Blog post id enumeration can lead to unwanted information disclosure - geerlingguy
http://www.jeffgeerling.com/blog/2016/blog-post-id-enumeration-can-lead-unwanted-information-disclosure
======
jasonkester
It's a shame that the author frames this "issue" in such a negative light.
Remember when this used to be the most valuable feature of the Web?

Remember "The URL is the new command line?"

That was back in the the early days of Web 2.0, back when people used that
term with a straight face and even a bit of optimism, and where you might also
use the term "Mashup" in the same sentence. Having consistent URL formats for
Posts, Users, Dishwasher Models and everything else made it so that you could
pull information out of web pages quickly and easily without the need for a
formal API.

It was a pretty cool time to be writing software because you could quickly
suck in data from tons of places in ways that they hadn't specifically
anticipated. But it died just as fast as it rose because of SEO.

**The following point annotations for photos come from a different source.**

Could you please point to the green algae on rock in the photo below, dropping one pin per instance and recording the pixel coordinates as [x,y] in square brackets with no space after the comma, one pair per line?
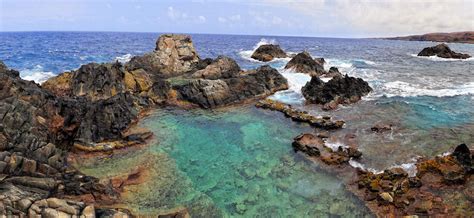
[235,159]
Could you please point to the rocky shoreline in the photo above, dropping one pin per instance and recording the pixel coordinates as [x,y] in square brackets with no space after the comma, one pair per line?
[95,108]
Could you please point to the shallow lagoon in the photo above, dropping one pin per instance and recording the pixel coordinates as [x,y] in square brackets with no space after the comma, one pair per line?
[234,162]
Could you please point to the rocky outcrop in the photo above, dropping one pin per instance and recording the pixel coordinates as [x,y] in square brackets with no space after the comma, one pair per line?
[221,68]
[209,93]
[304,63]
[35,136]
[338,90]
[442,51]
[102,81]
[174,55]
[267,53]
[315,146]
[333,72]
[456,37]
[300,116]
[393,192]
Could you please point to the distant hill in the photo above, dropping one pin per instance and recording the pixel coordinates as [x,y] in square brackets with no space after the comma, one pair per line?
[459,37]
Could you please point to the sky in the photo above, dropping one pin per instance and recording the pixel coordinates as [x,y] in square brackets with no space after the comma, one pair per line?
[323,18]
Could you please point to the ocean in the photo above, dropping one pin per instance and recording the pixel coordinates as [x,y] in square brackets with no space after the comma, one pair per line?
[230,162]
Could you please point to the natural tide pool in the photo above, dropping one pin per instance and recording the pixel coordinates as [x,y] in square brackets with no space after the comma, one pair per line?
[233,162]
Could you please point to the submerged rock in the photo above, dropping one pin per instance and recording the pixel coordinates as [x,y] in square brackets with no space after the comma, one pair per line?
[300,116]
[267,53]
[333,72]
[174,55]
[221,68]
[338,90]
[304,63]
[442,51]
[36,134]
[315,146]
[393,192]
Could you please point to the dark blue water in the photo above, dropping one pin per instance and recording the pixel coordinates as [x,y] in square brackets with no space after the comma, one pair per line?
[430,100]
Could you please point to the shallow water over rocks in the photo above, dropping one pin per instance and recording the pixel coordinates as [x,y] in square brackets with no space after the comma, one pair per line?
[235,162]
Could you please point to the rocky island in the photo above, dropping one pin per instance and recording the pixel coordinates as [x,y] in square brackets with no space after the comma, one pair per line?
[442,51]
[94,110]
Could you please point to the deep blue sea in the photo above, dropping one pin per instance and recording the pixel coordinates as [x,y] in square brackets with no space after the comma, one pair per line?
[428,100]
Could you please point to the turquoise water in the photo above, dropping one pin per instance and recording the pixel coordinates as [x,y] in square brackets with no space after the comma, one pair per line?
[235,162]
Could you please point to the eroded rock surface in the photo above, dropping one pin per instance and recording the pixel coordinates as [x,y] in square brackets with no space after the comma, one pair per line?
[304,63]
[209,93]
[338,90]
[267,53]
[174,55]
[35,137]
[442,51]
[300,116]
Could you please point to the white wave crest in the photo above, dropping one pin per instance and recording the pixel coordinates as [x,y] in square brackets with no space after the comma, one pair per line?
[295,82]
[404,89]
[37,74]
[247,54]
[335,145]
[124,58]
[436,58]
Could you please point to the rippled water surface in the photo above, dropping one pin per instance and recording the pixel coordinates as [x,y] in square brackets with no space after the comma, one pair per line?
[235,162]
[239,161]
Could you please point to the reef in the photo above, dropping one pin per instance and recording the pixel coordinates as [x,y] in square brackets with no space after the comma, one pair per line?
[300,116]
[338,90]
[393,192]
[304,63]
[269,52]
[442,51]
[94,108]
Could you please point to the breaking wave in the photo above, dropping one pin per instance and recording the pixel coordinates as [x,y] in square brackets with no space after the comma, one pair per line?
[124,58]
[37,74]
[293,94]
[247,54]
[436,58]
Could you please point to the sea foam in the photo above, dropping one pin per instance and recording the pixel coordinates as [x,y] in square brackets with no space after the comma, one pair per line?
[124,58]
[37,74]
[404,89]
[436,58]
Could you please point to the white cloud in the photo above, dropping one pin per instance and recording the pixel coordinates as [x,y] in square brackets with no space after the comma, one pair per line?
[221,20]
[201,19]
[179,16]
[385,17]
[235,18]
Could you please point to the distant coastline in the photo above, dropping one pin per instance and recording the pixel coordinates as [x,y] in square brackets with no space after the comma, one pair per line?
[456,37]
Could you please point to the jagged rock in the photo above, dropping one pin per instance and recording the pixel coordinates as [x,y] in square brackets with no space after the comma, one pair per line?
[300,116]
[250,84]
[316,147]
[59,85]
[88,212]
[338,90]
[381,127]
[304,63]
[267,53]
[221,68]
[174,55]
[442,51]
[464,156]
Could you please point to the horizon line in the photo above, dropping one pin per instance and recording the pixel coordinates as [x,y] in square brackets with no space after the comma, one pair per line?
[190,33]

Over the span of a single year, everybody had to change their urls to look
like [http://site.org/blog/learn-rails-
in-20-minutes](http://site.org/blog/learn-rails-in-20-minutes) and suddenly
you couldn't do anything useful with them again.

Shame.

But yeah, at least whatever edge case this author talks about isn't there
anymore. To mitigate that, I'd recommend Jason's Law of the Internet: "Try to
avoid putting things on the Internet that you don't want to be on the
Internet. That way there won't be anything you put on the Internet that you
didn't want to be there."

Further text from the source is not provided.